その人たちも、家庭を持って独立してしまい、がらんとした空き部屋ばかりになった。
中学生になったおれは二階の、今、早苗に貸している部屋をもらった。
今から思えば、そこで八年以上も過ごしていたのだ。
南西向きの、旧家にしては大きめの窓で、表の通りに面していた。
通りを挟んで向かいもうちの土地で、オトンの会社の材木置き場になっている。
その窓からは、深い青色の二トントラックと、軽トラが二台仲良く停まっているのが見える。

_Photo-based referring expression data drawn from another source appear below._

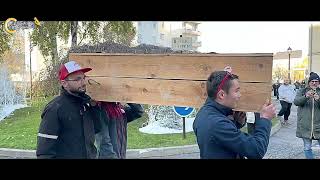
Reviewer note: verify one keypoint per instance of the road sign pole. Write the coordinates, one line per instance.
(184, 127)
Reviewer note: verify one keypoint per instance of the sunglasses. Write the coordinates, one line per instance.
(225, 78)
(77, 79)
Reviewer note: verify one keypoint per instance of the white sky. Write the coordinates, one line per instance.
(254, 36)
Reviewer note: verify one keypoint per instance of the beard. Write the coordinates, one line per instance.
(79, 91)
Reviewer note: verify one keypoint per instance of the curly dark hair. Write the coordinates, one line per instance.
(214, 80)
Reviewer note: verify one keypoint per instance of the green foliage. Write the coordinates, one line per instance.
(5, 39)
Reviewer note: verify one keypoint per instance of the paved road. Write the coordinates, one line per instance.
(283, 145)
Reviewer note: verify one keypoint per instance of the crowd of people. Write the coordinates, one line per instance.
(73, 125)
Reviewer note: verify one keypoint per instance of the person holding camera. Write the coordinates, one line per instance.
(308, 123)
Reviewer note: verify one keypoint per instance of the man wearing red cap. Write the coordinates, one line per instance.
(70, 121)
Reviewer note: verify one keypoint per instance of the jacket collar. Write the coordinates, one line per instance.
(75, 98)
(221, 108)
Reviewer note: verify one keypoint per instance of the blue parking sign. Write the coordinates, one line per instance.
(183, 111)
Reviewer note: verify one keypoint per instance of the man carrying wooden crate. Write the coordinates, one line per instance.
(70, 121)
(219, 137)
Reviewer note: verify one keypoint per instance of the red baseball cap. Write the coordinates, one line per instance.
(69, 68)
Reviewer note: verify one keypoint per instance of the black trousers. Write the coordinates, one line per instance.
(285, 110)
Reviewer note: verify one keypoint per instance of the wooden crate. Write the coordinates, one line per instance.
(174, 79)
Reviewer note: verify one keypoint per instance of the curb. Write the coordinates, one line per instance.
(131, 153)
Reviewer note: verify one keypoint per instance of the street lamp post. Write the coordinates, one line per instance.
(289, 53)
(30, 70)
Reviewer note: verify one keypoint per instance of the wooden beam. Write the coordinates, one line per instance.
(170, 92)
(249, 67)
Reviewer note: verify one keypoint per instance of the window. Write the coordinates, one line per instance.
(161, 36)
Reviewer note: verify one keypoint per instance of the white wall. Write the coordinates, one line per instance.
(314, 47)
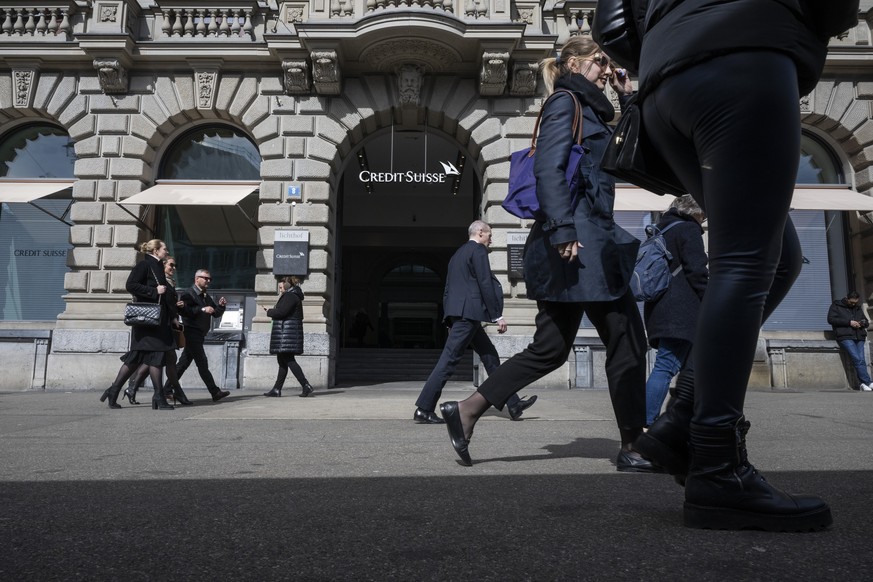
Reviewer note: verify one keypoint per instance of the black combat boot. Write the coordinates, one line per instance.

今は、早苗に部屋を譲って、日当たりの悪い北東の四畳半の部屋に移っている。
早苗の部屋は六畳もあったが、ここは狭い。
窓からは、遠く北摂の山々が見え、真下にはよその畑が広がっていた。

ふすま一枚隔てて早苗の六畳間とつながっているが、おれがタンスを置いてしまっているので、そのふすまは開けられないことになっている。
もちろん開けようと思えば開くが。
年頃の女を守る意味で、一応の防御をしてますよというゼスチャーに過ぎない。
したがって、早苗の部屋に入るには、いったん廊下に出て、障子を開けて入ることになる。
その廊下は端で階下へとつながる階段になっているのだった。

「早苗は、いつから学校なんや?」
おれはアコギをつまびきながら、おやつを運んできてくれた早苗に尋ねた。
「八日に入学式やの」
「ほなら、土日はまた休みか」
「そうなるわね。月曜日から授業があるの」
「難しそうやな」
「あたしも心配…教科書、買ったんやけど、めっちゃ難しいの」
「そら、大学やからな。それも阪大やろ?」
「うん、まぁ」
おれは「厚切りバウム」を口にくわえ、『二十二歳の別れ』の前奏部を弾いた。
「あ~なたにぃ、さよならって言えるのは、きょおだけぇ」
二人で歌い出した。
「お兄ちゃん、大学って、お友達、すぐできるの?」
子供らしい質問だ。おれも最初は、おおぜいの知らん人々が集まる大学生活に戸惑ったものだ。
「まぁ、最初はなかなかできひんやろな」
「やっぱ、そう」
「誰に話しかけてええか、わからんもんな。昼かて、食堂に行くんやけど、もう味なんかわからへん」
「え、そんなに緊張するの?」
「食券買うやろ?阪大はどんな学食か知らんけど、もう、そらすごい人やねん。ごった返してな」
「お弁当にしよかなぁ」
「そんでも、どこで食うねんな」
「キャンパスとかにベンチとかあるやん」
「あ、ああ。女の子はそういうことしてたな。売店でサンドイッチなんか買って」
「あたし、そうするわ」
「まあ、当分は、慣れるまで時間かかるよ。五月の連休がヤマやね。五月病に気ぃつけや」
「うん。お兄ちゃんは今度の土日は暇なん?」
「土曜は友達に会う約束してるけど、日曜は空いてる」
「大阪見物に連れてってよ」
「え?」
かわいい顔で、早苗がおれを見る。ドキッとした。
「で、デートかいな。たまらんなぁ」
「ほら、たまらんなぁって。お兄ちゃんの口癖」
「おれでよかったら。ご案内するよ」
「わぁ、うれし」
おれも嬉しくなって『なごり雪』を披露した。